SOMBA K'E/YELLOWKNIFE
Inside the front lobby of the Prince of Wales Northern Heritage Centre on Tuesday morning, everything looks pristine.

NNSL photograph

Exhibit designer Rae Braden stands in a display for the upcoming "We Took Care of Them: Special Constables in the NWT" exhibit at the Prince of Wales Northern Heritage Centre. - Kirsten Fenn/NNSL photos

Carpets are being vacuumed, sunlight shines through the windows and employees are ready to greet visitors once the building opens for the day.

Behind the scenes, there is another troupe of people bringing the museum to life.

A conservation team, archivists, a graphic designer, multimedia specialist and exhibit designer have been researching, writing, uncovering photos and designing displays that will soon line the museum's walls as part of a new exhibit.

This week, after nearly three years in the making, the team is putting the finishing touches on "We Took Care of Them: Special Constables in the NWT," which will reveal the stories of Indigenous people who helped the RCMP patrol the North in the 1900s.

"In the Canadian imagination, at least for me, I think of these Mounties going out in the Arctic, whereas the real story is I think more interesting," said museum director Sarah Carr-Locke. "They had guides, they had people leading them through those patrols and the people were the special constables."

According to Carr-Locke, the idea for the exhibit arose a few years ago in the legislative assembly when Inuvik-Boot Lake MLA Alfred Moses brought up the important role special constables played.

The Prince of Wales Northern Heritage Centre, which falls under the Department of Education, Culture and Employment, agreed to look into the project and eventually partnered with the Department of Justice and RCMP to make it happen.

"Since then, what's happened is a great collaboration," said Carr-Locke.

Paul Andrew, who Carr-Locke said was contracted to help with the project, worked with a member of the RCMP to conduct 19 interviews with special constables or their descendants.

Meanwhile, Carr-Locke and exhibit designer Rae Braden travelled to Ottawa and Regina to explore oral histories and archive collections.

The museum's archive team dug up its own photos and received more contributions from family members for an image wall within the exhibit.

A number of people also donated old RCMP uniforms, clothing made by women from the communities and even an old dog bowl from Fort Reliance.

"Then Rae does the magic of making an exhibit with that," said Carr-Locke.

Working with the museum's graphic designer and multimedia specialist, Braden visualized how the exhibit would unfold.

"It's almost like a storybook," she said. "There should be a beginning, where we introduce the ideas and then take people on a bit of a journey through the space to give them a sense of why these special constables were so important."
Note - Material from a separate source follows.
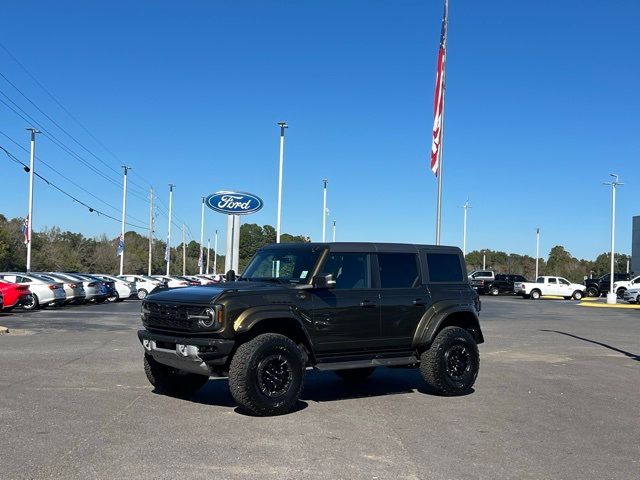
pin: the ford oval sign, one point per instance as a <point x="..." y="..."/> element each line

Between the late 1930s to mid-1960s, the goal of RCMP patrols was often to check-in on communities and assert Canada's sovereignty in the North, according to Carr-Locke.

But many Mounties had no experience in the North and needed help.

Whole communities from across the NWT pitched in to teach them how to live, including women who made clothes and cooked, Carr-Locke said.

"What we heard over and over again in the interviews is … 'They would have died without us,'" she said. "We're really trying to honour that history and honour the role of these people."

With the research done, photos printed and objects mounted, Braden said now is the "fun" part.

On Tuesday morning, she could be seen scurrying around the exhibit space, where a ladder and table of tools still stand and pieces of paper taped to walls map out how the final product will look.

"All of the little pieces of that puzzle are starting to click in together," she said.

"We're really just fine-tuning how we're installing things."

The exhibit officially opens to the public Aug. 4, when Daniel Dubeau, acting commissioner of the RCMP, will make a guest appearance.

Special constables and their families are also being invited to take part in a pre-opening and dinner.

"That's really who we're making this exhibit for," said Braden.

"So that's kind of our real test – hoping that they come in and they see themselves or they see their family represented in a way that we're trying to honour."